Speaker 2: Totally. The reverse of this is something that I'm always talking about internally here, which is one of the traps that we fall in with this bias right here, this liking bias, is that we are often, all of us, are often unwilling to learn from people that we don't like because of this bias. Right?
DG: Yes. Say more, dive deeper into that. So you use an example of somebody who people don't like.
Speaker 2: Yeah, lots of people, yeah.
DG: And the people just... Off.
Speaker 2: Off, right. Yeah, you can use anyone. You can use Kim Kardashian, I don't know anything about her. Donald Trump, whatever.
DG: No, that's a popular one, right? The Trump example is a great one. There actually is marketing lessons in there, but people don't want to hear that.
Speaker 2: There's marketing lessons in everything, but as soon as you mention someone that you don't like, then I can't listen to them, I can't listen to them, I can't listen to them. And we're not saying listen to them and be convinced by them, but analyze them and understand what did they do-
DG: Why did that work?
Speaker 2: Why did it work? And so there's a lesson in everything, and so this bias holds us back from learning. Probably of all the biases that we listed here, the liking bias holds us back the most, in terms of growth and learning.
DG: That's a good one, I didn't think of that. All right, so there you go, there you have it. Those are your six principles, let's recap them. Reciprocity, social proof, commitment, authority, scarcity, and liking.
Speaker 2: Yeah. You said an interesting word there.
Speaker 2: Six.
Speaker 2: Yeah, as in six stars.
Speaker 2: See? I like the number six. So six, there's six principles, there's six stars.
DG: One for each.
Speaker 2: One for each. So why don't you leave a six star review, open up that Apple podcasts on your phone, Stitcher, leave six star reviews.
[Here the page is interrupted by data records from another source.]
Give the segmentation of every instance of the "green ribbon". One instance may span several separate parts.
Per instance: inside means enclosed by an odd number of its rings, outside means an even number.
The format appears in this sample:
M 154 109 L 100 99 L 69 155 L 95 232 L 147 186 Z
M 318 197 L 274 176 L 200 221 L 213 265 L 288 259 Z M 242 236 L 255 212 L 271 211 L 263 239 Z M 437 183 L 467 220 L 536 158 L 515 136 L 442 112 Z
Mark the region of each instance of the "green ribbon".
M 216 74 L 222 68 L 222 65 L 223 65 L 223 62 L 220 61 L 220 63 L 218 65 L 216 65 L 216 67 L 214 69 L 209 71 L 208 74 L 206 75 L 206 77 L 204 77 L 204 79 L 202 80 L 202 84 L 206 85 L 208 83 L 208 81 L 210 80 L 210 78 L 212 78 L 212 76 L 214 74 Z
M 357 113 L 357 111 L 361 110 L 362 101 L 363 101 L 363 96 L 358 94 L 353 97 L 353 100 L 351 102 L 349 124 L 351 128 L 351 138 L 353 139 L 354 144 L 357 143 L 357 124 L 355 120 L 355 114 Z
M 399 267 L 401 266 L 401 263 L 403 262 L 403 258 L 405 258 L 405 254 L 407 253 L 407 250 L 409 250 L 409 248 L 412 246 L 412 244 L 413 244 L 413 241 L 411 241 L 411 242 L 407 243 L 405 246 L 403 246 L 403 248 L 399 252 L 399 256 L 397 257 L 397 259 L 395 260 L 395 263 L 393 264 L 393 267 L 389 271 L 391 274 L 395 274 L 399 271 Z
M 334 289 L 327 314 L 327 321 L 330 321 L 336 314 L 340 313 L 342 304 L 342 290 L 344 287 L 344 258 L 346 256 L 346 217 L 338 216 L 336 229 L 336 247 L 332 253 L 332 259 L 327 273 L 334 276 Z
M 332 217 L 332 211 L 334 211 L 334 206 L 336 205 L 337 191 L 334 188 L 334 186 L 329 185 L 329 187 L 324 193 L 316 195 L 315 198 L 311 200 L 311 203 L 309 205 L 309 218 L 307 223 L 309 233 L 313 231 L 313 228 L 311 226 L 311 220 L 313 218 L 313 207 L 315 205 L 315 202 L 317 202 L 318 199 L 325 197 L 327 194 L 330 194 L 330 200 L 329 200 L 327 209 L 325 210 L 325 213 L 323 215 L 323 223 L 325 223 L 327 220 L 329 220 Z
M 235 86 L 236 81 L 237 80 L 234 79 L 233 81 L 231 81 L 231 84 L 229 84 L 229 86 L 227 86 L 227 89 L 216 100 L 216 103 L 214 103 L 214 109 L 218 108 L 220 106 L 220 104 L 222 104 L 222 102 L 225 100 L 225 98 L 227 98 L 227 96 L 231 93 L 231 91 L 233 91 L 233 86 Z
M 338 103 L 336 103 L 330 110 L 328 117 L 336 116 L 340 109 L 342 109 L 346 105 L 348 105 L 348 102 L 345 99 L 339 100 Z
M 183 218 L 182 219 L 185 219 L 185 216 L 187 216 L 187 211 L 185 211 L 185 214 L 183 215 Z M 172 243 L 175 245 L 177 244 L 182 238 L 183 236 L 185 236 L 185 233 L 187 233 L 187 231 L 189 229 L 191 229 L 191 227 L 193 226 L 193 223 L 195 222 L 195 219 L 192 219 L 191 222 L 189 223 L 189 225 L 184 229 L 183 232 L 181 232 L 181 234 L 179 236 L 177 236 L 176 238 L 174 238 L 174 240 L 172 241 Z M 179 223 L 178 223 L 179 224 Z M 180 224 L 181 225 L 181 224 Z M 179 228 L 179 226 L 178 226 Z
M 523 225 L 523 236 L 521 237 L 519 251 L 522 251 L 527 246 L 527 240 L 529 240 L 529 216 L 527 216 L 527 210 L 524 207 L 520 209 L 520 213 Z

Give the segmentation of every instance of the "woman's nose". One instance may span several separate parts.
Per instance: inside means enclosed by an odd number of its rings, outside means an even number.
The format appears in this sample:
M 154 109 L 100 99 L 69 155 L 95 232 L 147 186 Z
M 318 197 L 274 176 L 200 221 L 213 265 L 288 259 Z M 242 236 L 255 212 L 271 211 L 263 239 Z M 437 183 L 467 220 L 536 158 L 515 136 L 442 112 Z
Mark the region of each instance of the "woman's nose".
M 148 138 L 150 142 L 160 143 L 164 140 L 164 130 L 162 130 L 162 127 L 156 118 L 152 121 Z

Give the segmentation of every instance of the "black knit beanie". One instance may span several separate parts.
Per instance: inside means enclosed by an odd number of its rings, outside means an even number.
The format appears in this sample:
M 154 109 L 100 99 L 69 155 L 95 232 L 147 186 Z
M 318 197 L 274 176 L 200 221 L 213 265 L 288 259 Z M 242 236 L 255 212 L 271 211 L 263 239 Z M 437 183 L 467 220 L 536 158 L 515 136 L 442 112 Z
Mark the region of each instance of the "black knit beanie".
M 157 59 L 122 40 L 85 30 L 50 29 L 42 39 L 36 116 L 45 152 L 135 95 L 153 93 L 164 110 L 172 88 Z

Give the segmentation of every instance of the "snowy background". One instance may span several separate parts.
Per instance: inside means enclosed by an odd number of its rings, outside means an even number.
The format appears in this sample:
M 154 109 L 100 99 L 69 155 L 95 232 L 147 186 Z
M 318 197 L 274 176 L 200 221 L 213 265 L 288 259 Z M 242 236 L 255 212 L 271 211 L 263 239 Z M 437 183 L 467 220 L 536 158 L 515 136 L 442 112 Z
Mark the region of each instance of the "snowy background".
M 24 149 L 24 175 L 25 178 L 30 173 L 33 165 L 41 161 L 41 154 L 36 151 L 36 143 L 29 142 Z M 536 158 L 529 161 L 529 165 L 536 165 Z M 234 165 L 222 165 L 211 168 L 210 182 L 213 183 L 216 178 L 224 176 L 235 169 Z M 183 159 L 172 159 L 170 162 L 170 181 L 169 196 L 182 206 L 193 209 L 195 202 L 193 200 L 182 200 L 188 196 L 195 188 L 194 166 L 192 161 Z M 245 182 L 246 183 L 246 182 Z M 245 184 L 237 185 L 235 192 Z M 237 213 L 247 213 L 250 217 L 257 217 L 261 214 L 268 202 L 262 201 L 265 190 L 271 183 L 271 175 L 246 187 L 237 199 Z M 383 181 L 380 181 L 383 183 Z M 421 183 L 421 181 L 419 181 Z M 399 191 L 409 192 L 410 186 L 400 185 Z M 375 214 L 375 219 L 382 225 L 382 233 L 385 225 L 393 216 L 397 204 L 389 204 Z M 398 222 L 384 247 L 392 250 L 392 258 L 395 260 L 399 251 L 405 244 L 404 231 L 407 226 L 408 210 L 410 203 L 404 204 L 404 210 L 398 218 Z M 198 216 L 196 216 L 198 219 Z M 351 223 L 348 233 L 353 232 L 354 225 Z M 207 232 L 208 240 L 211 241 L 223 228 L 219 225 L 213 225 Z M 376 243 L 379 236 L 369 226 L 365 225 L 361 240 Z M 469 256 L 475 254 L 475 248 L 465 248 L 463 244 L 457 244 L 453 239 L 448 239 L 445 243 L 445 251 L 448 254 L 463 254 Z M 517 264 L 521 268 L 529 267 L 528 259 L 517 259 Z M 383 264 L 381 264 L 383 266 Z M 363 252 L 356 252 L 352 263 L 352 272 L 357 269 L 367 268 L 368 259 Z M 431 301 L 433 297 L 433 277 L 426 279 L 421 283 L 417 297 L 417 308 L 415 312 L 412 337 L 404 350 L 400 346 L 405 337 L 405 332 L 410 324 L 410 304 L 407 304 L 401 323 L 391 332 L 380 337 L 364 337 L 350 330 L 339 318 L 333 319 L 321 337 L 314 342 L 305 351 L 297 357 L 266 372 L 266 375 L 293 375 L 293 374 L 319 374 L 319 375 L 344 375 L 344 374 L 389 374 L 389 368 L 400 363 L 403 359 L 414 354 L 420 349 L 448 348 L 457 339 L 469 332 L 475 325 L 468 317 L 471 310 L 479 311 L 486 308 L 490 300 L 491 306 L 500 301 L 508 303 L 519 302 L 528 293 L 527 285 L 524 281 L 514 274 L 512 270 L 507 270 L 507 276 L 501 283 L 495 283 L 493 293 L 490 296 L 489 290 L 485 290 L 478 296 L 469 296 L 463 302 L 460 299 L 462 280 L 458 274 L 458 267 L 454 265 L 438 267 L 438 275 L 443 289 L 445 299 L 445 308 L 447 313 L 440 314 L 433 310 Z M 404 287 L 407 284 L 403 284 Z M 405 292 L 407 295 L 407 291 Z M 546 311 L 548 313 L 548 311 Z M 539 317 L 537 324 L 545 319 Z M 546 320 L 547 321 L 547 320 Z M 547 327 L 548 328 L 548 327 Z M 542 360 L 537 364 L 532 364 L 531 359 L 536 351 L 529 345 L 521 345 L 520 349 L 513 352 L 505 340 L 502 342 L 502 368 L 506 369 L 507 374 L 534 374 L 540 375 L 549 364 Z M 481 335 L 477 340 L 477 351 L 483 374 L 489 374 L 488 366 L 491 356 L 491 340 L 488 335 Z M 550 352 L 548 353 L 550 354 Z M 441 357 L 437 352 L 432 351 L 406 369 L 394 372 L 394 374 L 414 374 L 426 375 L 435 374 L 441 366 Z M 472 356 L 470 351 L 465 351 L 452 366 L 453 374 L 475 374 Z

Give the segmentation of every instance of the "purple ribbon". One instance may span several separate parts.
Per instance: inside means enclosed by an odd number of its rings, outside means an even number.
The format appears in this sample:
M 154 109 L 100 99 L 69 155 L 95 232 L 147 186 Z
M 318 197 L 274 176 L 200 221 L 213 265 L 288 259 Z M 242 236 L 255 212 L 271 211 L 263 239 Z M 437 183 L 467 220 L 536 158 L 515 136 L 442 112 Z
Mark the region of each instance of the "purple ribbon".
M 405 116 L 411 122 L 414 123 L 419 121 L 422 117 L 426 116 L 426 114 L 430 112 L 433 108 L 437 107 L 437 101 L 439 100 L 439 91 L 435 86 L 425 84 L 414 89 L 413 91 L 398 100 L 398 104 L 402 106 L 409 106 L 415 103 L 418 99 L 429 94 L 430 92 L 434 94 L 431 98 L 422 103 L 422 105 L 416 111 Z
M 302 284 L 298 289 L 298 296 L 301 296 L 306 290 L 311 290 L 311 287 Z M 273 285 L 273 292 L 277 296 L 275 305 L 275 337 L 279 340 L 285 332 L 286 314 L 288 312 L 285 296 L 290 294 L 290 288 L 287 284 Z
I think I heard reports this week that they're still broken and you might have to leave five, but then in the comments say," I was trying to leave six." Call out DHD, Amy, never call out DG-
DG: Don't call me out, I'm good, I'm good.
Speaker 2: Okay. And let us know how you like this, and let us know if you want a copy of Influence. This is the book.
DG: Don't forget, screenshot, screenshot, screenshot, screenshot now, right now. Screenshot on your phone, post it on Instagram, post it on Twitter.
Speaker 2: Yeah, first 10 on Twitter who posts this, and then anyone who puts it in their Instagram feed, we're going to get you a copy of this book. Robert Cialdini, gangster. Dude looks good for his age, huh?
DG: He looks real good. He had a suit, man. He had a pocket full of those cheat sheets and that was amazing.
Speaker 2: Oh yeah. And just so you know, Robert Cialdini here holds dual appointments at Arizona State University, shout it out ASU. Go party.
DG: It's pretty good.
Speaker 2: Go Cardinals.
DG: We're out of here.
Speaker 2: That was pretty good, see you.